Motivations de mon choix et ambiance de travail

A l'issue de ma formation aux Etats-Unis (MSc au MIT orienté robotique et contrôle des systèmes autonomes), j'avais à coeur de participer aux étapes de conception et développement d'un programme aéronautique. La possibilité de découvrir les arcanes du monde industriel me semblait également pertinente dans la perspective de mon retour à la DGA. J'ai donc saisi sans hésiter cette opportunité de rejoindre Dassault Aviation, en septembre dernier, au sein du département « Dynamique du Vol » (DT Systèmes), pour travailler notamment sur le programme Rafale. Les activités militaires de l'entreprise sont très liées aux Pouvoirs Publics et la DGA en est l'un des principaux clients. Cet état de fait pouvait me laisser présager un léger climat de méfiance... Il n'en est rien. Je me sens au contraire pleinement intégré au sein des équipes, pouvant interagir dans une atmosphère de confiance et de respect mutuels. 

Une expérience enrichissante

Le coeur du métier des commandes de vol consiste à développer un avion le plus performant et transparent possible pour que les pilotes aient pleine confiance pour effectuer leurs missions dans les meilleures conditions. Dans ce cadre, ma hiérarchie me propose de travailler sur des études variées d'une durée assez courte, ce qui me permet d'acquérir rapidement un bon aperçu du panel d'activités liées au système. Ce métier étant intrinsèquement lié à d'autres composantes du programme telles que les structures, l'aérodynamique, la gestion des emports ou encore les essais en vol, ces études me permettent également d'appréhender les interactions avec les autres secteurs de l'entreprise.

En quelques mois seulement, j'ai pu ainsi interagir avec la Direction de la Sécurité des Vols (anciens pilotes de l'armée) sur des questions de procédure de pilotage et j'ai participé à la validation, au simulateur, du Système de Commandes de Vol (SCV) qui équipera le prochain standard F3-R, en testant les nouvelles fonctions comme l'AGCAS (Automatic Ground Collision Avoidance System). J'ai aussi participé aux réflexions sur les améliorations de performances pour un standard ultérieur. C'est là tout l'intérêt du SCV du Rafale qui autorise une grande évolutivité avec l'ajout possible de nouvelles fonctions pour rester au top depuis le premier vol du Rafale A en 1986. Par ailleurs, j'ai également travaillé sur le système anémométrique discret du Neuron, démonstrateur dont l'expérience acquise servira au programme FCAS.

Cette première expérience au sein du monde industriel, même s'il est encore trop tôt pour en dresser un bilan, se révèle d'ores et déjà très enrichissante.

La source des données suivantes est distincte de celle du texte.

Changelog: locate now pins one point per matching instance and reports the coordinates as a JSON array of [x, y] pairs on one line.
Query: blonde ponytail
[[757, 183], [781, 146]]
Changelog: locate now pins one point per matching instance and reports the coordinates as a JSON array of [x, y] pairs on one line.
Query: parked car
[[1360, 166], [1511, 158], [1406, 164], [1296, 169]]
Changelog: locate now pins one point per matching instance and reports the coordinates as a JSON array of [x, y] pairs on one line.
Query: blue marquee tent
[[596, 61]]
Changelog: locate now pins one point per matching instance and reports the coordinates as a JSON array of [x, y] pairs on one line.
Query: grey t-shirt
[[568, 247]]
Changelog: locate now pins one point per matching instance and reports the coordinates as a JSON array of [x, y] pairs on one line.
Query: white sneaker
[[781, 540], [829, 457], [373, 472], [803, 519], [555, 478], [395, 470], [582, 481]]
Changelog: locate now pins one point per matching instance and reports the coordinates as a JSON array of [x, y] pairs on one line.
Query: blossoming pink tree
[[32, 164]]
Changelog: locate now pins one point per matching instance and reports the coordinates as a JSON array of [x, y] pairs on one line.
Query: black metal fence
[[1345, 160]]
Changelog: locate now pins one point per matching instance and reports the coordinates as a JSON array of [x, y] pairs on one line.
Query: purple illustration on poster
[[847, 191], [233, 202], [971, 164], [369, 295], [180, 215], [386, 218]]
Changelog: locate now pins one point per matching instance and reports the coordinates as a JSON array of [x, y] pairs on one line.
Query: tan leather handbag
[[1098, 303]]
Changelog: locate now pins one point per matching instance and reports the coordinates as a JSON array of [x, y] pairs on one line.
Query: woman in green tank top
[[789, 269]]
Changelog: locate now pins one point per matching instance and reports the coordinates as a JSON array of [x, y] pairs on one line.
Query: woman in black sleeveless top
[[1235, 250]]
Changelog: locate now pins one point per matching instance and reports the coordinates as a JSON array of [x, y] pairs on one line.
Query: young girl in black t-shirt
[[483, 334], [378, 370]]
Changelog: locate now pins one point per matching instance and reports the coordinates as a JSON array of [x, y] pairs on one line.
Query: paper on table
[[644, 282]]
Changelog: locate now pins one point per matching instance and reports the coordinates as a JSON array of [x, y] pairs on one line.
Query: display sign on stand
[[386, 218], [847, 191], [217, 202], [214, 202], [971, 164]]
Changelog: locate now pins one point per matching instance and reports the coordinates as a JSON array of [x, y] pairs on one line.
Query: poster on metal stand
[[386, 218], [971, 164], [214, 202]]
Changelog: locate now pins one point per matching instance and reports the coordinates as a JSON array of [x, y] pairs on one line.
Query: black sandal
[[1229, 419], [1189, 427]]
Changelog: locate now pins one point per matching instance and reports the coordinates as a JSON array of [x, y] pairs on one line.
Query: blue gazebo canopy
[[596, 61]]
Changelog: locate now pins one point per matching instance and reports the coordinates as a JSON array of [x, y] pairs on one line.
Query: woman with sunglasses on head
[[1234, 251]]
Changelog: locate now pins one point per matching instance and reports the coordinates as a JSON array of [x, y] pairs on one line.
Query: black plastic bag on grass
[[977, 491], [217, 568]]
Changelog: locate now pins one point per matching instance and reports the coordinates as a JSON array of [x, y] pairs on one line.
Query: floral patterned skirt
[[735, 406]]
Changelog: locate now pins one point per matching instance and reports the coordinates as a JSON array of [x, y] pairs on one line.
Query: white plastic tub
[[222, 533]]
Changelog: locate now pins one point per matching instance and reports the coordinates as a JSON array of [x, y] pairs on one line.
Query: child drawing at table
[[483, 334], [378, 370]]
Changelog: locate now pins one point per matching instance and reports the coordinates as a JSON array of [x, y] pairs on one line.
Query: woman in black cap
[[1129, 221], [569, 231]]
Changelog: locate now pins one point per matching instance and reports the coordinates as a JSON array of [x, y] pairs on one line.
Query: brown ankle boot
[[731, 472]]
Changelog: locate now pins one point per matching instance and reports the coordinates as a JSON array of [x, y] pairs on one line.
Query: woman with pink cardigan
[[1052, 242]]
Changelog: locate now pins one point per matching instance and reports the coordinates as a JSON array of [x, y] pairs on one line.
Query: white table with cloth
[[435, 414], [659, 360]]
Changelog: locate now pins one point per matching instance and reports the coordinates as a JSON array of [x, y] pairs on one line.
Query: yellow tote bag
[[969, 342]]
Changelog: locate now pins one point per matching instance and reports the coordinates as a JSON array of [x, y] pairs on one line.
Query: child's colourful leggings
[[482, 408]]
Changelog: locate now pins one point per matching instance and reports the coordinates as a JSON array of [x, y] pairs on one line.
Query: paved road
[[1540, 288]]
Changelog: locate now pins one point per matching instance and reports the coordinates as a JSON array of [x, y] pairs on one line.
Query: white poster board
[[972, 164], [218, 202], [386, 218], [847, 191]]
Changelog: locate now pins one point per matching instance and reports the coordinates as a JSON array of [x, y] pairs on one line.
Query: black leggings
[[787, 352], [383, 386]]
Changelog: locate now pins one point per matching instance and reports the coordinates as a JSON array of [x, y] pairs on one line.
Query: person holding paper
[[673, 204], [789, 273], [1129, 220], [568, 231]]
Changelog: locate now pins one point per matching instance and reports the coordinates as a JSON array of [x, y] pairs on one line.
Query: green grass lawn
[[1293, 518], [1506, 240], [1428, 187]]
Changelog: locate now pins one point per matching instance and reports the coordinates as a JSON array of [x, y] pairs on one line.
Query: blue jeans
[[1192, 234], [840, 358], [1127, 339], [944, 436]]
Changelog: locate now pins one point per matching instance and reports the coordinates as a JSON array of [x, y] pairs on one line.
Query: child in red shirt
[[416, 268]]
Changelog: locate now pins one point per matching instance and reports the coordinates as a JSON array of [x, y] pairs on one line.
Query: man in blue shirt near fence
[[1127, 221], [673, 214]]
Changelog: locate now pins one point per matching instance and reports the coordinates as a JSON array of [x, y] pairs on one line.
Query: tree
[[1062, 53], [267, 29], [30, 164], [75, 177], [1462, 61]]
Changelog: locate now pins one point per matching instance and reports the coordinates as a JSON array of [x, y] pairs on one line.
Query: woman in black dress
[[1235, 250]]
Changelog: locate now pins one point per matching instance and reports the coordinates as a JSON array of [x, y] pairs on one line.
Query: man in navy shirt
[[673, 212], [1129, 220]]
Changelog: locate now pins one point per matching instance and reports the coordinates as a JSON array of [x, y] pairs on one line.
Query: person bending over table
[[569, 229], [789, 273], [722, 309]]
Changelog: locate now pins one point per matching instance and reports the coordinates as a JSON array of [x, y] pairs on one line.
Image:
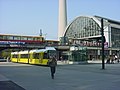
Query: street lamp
[[102, 34]]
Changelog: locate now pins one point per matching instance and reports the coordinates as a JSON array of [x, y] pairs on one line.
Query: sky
[[27, 17]]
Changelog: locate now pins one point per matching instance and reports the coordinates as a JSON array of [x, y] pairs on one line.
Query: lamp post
[[102, 34]]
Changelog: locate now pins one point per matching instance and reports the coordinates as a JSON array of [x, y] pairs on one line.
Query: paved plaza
[[14, 76]]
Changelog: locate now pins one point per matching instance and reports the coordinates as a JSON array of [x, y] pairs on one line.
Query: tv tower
[[62, 21]]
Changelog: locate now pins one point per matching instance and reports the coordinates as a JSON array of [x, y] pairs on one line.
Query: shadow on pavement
[[9, 85]]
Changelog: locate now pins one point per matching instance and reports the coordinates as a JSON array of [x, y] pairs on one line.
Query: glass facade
[[83, 27], [115, 34]]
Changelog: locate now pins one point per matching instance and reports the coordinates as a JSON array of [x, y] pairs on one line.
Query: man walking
[[52, 65]]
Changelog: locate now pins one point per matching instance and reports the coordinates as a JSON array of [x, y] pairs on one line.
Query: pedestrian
[[52, 64]]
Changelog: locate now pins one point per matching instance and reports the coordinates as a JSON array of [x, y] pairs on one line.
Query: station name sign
[[11, 43]]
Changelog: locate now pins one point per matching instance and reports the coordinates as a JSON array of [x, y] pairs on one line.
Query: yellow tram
[[38, 56]]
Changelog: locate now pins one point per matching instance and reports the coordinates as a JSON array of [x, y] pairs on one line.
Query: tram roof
[[42, 50]]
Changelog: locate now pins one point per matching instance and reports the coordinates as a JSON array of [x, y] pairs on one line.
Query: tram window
[[36, 55], [24, 55], [30, 38], [1, 37], [9, 38], [45, 56], [16, 38], [15, 56], [23, 38]]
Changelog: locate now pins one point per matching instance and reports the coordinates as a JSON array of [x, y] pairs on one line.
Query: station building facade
[[85, 31]]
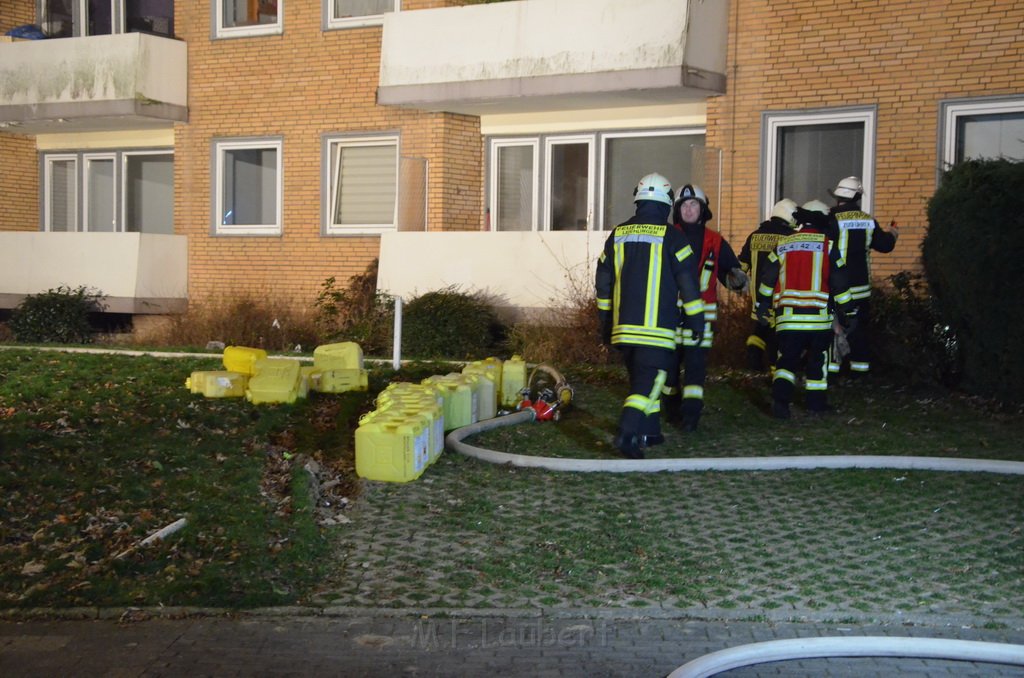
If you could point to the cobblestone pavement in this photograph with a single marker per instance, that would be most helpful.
(373, 644)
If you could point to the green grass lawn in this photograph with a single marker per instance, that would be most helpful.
(100, 451)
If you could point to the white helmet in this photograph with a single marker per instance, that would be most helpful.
(815, 206)
(783, 209)
(849, 187)
(653, 186)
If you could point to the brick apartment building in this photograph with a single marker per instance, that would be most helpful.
(171, 152)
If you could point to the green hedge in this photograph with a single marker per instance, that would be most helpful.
(974, 256)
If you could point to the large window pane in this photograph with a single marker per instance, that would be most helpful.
(515, 187)
(990, 136)
(567, 193)
(99, 195)
(62, 196)
(347, 8)
(630, 158)
(150, 194)
(812, 158)
(155, 16)
(366, 185)
(238, 13)
(250, 186)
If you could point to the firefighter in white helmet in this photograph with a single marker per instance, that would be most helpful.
(683, 403)
(645, 266)
(857, 234)
(781, 222)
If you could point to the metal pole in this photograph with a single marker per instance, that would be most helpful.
(396, 353)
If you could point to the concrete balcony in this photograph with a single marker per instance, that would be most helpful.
(95, 83)
(537, 55)
(137, 272)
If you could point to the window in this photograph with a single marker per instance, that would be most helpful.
(363, 181)
(982, 128)
(111, 192)
(66, 18)
(249, 187)
(351, 13)
(568, 181)
(806, 154)
(238, 18)
(565, 199)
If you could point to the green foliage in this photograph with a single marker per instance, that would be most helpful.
(357, 312)
(451, 324)
(59, 315)
(911, 340)
(972, 255)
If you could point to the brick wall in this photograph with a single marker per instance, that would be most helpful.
(299, 86)
(904, 57)
(18, 183)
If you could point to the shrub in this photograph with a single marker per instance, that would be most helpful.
(357, 312)
(247, 319)
(910, 340)
(451, 324)
(972, 253)
(59, 315)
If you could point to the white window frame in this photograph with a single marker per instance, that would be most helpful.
(549, 142)
(332, 147)
(48, 188)
(124, 178)
(221, 31)
(88, 159)
(496, 144)
(220, 149)
(774, 121)
(950, 111)
(605, 137)
(331, 22)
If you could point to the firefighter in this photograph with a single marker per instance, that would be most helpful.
(858, 234)
(716, 262)
(761, 341)
(804, 280)
(645, 266)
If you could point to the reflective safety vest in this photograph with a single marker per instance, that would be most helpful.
(805, 264)
(639, 274)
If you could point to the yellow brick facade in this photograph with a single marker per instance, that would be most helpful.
(905, 58)
(299, 86)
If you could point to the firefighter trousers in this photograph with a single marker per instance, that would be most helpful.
(808, 347)
(647, 369)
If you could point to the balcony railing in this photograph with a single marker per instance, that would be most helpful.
(137, 272)
(95, 83)
(554, 54)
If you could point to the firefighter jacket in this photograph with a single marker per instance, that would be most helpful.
(716, 259)
(856, 235)
(801, 277)
(645, 266)
(759, 245)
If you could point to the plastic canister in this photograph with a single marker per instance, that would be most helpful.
(427, 406)
(243, 358)
(217, 383)
(342, 380)
(342, 355)
(460, 399)
(513, 381)
(391, 448)
(486, 377)
(276, 380)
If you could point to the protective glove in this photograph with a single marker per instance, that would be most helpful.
(604, 321)
(737, 281)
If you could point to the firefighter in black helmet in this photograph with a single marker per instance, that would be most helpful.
(645, 266)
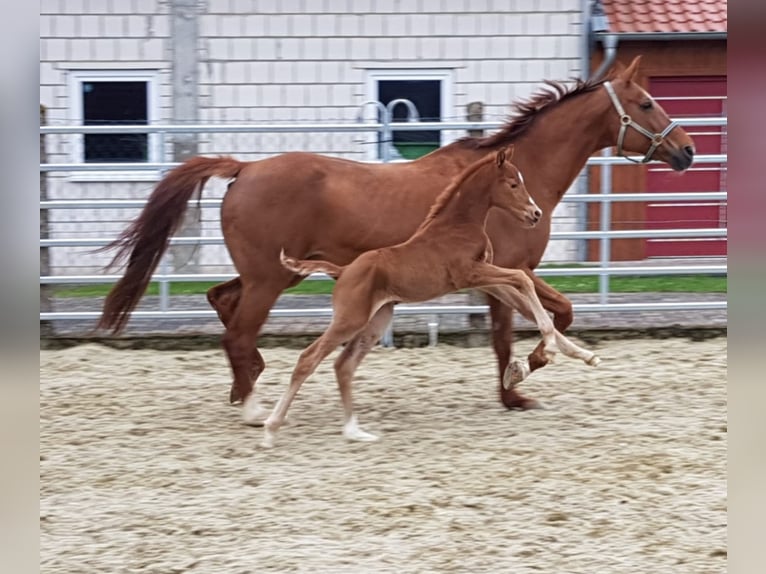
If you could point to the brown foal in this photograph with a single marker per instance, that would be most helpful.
(449, 251)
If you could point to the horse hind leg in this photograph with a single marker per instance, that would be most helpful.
(224, 299)
(331, 339)
(239, 342)
(348, 361)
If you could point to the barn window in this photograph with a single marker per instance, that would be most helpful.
(114, 98)
(427, 90)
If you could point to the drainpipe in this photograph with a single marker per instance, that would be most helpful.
(610, 53)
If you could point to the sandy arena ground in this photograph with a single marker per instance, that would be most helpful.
(145, 468)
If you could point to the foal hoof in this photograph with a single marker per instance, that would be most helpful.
(268, 439)
(253, 414)
(352, 431)
(515, 372)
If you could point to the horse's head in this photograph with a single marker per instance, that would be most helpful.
(509, 191)
(641, 126)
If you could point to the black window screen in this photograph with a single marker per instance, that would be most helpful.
(115, 103)
(426, 95)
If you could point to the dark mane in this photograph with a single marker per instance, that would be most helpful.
(524, 112)
(444, 197)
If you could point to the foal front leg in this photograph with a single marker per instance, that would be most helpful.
(558, 304)
(501, 316)
(347, 363)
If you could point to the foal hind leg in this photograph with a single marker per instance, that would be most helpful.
(502, 341)
(307, 363)
(518, 370)
(240, 338)
(348, 361)
(560, 306)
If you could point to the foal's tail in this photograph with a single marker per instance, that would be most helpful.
(144, 242)
(308, 266)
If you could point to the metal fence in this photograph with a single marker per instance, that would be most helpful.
(604, 268)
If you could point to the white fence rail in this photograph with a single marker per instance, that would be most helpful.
(604, 268)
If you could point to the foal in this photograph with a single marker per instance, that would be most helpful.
(448, 252)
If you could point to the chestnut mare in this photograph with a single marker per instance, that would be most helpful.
(449, 251)
(315, 206)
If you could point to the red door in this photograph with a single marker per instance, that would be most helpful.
(695, 96)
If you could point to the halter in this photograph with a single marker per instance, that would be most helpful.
(626, 120)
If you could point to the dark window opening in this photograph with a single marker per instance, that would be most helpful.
(109, 104)
(426, 95)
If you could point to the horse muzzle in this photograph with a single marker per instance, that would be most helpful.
(682, 158)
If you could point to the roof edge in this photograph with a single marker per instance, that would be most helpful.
(657, 36)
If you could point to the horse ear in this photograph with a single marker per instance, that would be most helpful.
(629, 73)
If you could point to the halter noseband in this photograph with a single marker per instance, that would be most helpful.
(626, 120)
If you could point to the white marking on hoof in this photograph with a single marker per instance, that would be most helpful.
(352, 431)
(268, 438)
(516, 371)
(550, 352)
(253, 413)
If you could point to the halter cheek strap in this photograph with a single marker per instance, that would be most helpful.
(626, 121)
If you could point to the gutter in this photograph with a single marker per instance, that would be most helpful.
(659, 36)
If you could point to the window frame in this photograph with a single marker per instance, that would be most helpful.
(374, 76)
(76, 79)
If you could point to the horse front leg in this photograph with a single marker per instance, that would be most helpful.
(502, 341)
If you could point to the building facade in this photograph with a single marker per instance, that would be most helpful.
(275, 61)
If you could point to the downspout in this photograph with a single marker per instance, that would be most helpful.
(600, 30)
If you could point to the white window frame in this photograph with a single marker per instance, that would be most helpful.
(376, 75)
(76, 79)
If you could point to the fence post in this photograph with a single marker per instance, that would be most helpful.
(46, 327)
(475, 113)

D'un point de vue intellectuel, la conception d'un système complexe comme le Rafale avec ses capacités d'avion multirôle est une activité particulièrement stimulante. D'un point de vue plus organisationnel, ces premiers mois m'ont permis d'acquérir une bonne vision de l'élaboration d'un nouveau standard, de la conception aux essais en vol en passant par la validation au simulateur, tout en m'imprégnant par la même occasion des réalités du fonctionnement de l'entreprise pour la conduite d'un projet complexe qui s'étale sur des dizaines d'années.